10th Vice-President and Principal of the University of Toronto Mississauga
- Incumbent
- Assumed office July 1, 2020
- President: Meric Gertler; Melanie Woodin;
- Preceded by: Ulrich Krull

Personal details
- Born: New Zealand
- Education: Victoria University of Wellington (BA); University of Oxford (MSt, DPhil);

Academic background
- Thesis: Chaucer and Lydgate in print: the Medieval author and the history of the book, 1476-1579

Academic work
- Discipline: Global book history, Medieval English
- Institutions: University of Toronto

= Alexandra Gillespie =

Principal of the University of Toronto Mississauga

Alexandra Gillespie is a New Zealand–Canadian historian and academic at the University of Toronto who has served as the 10th vice-president and principal of the University of Toronto Mississauga since July 1, 2020. She is the founder and director of the Digital Humanities Network and the Old Books New Science Lab at the University of Toronto.

==Biography==
Gillespie was born in New Zealand, where she attended Victoria University of Wellington, earning a Bachelor of Arts (BA) in English. She was awarded the Rhodes Scholarship in 1997 and attended the University of Oxford, where she earned her Master of Studies (MSt) at Corpus Christi College and Doctor of Philosophy (DPhil). Her thesis was titled Chaucer and Lydgate in print: the Medieval author and the history of the book, 1476-1579. Following her doctorate, she was a postdoctoral fellow at Balliol College, Oxford and Darwin College, Cambridge.

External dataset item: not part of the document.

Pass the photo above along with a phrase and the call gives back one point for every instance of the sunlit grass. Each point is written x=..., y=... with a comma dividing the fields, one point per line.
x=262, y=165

Prior to becoming a professor, Gillespie worked in New Zealand as a management consultant in the education sector.

She joined the University of Toronto in 2004 in the Department of English and Drama, University of Toronto Mississauga, as an assistant professor specializing in manuscript studies, medieval literature, and global book history. She is cross-appointed in the Department of English (Faculty of Arts and Science) and the Centre for Medieval Studies, and organized tours of the Thomas Fisher Rare Books Library.

Her book Print Culture and the Medieval Author was published in 2006. In 2010, she was awarded the University of Toronto Mississauga's Teaching Excellence Award.

On July 1, 2020, Gillespie was appointed the 10th principal of the University of Toronto Mississauga, and vice-president of the University of Toronto, set to end on December 31, 2025. Her term was extended in 2025 by two years, to run until December 31, 2027.

==Research==
Gillespie is a scholar of 14th-century writer Geoffrey Chaucer, and studies manuscripts, medieval literature, global book history, and fungal growth in books. She is a founder and the first director of the Digital Humanities Network, part of the University of Toronto tri-campus Jackman Humanities Institute, and director of the Old Books New Science Lab.

==Selected publications==
- Gillespie, A. 2006. Print Culture and the Medieval Author: Chaucer, Lydgate, and Their Books 1473-1557. Oxford: Oxford University Press.
- Gillespie, A. and Wakelin, D. 2011. The production of books in England 1350-1500. Cambridge: Cambridge University Press.
- Gillespie, A. 2008. "Reading Chaucer's Words to Adam". The Chaucer Review. 42 (3). Penn State University Press. 269-283.
- Gadd, I. and Gillespie, A. 2004. John Stow (1525-1605) and the making of the English past: essays in early modern culture and the history of the book. The British Library.
- Gillespie, A. 2004. "Poets, Printers, and Early English Sammelbände". Huntington Library Quarterly. 67 (2). University of California Press. 189-214.
- Bahr, A. and Gillespie, A. 2013. "Medieval English Manuscripts: Form, Aesthetics, and the Literary Text". The Chaucer Review. 47 (4). Penn State University Press. 346-360.